Che cos’è il colesterolo e come combatterlo!

Il colesterolo è un composto organico della famiglia dei lipidi steroidei, molto importante per il nostro organismo, infatti, contribuisce alla sintesi di alcuni ormoni e della vitamina D, ed è un importante costituente delle membrane cellulari.

Cos’è il colesterolo: differenze tra LDL e HDL

Dato che si tratta di un grasso (e quindi non solubile in acqua), il suo trasporto attraverso il sangue è affidato alle lipoproteine, le più importanti sono:

  • LDL o lipoproteine a bassa densità, anche dette “colesterolo cattivo”, che trasportano il colesterolo sintetizzato dal fegato alle cellule del corpo ma, se presenti in quantità eccessive, si depositano sulle pareti delle arterie, provocandone ispessimento e, a lungo andare, ostruzione.
  • HDL o lipoproteine ad alta densità: anche dette “colesterolo buono” perché rimuovono il colesterolo in eccesso lo trasportano nuovamente al fegato, che poi provvede a eliminarlo.

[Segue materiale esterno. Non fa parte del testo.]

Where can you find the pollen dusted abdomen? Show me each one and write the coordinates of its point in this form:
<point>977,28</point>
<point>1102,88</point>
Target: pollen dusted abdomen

Rispetto a qualche anno fa, infatti, si è evidenziato che l’aumento del rischio cardiovascolare non è tanto dovuto ad alti valori di colesterolo totali, quanto ad un rapporto sbilanciato fra il colesterolo LDL e quello HDL. Un protrarsi di questa situazione può portare nel tempo alla formazione di placche che ostacolano il flusso sanguigno o lo bloccano del tutto (aterosclerosi). Tale condizione può causare numerosi e seri problemi di salute, come angina pectoris, infarto, ictus, difficoltà di deambulazione.
Inoltre, bisogna evidenziare che alti livelli di colesterolo non producono sintomi manifesti, per cui molte persone ignorano di essere dei soggetti a rischio anche se può facilmente essere misurato con un esame del sangue.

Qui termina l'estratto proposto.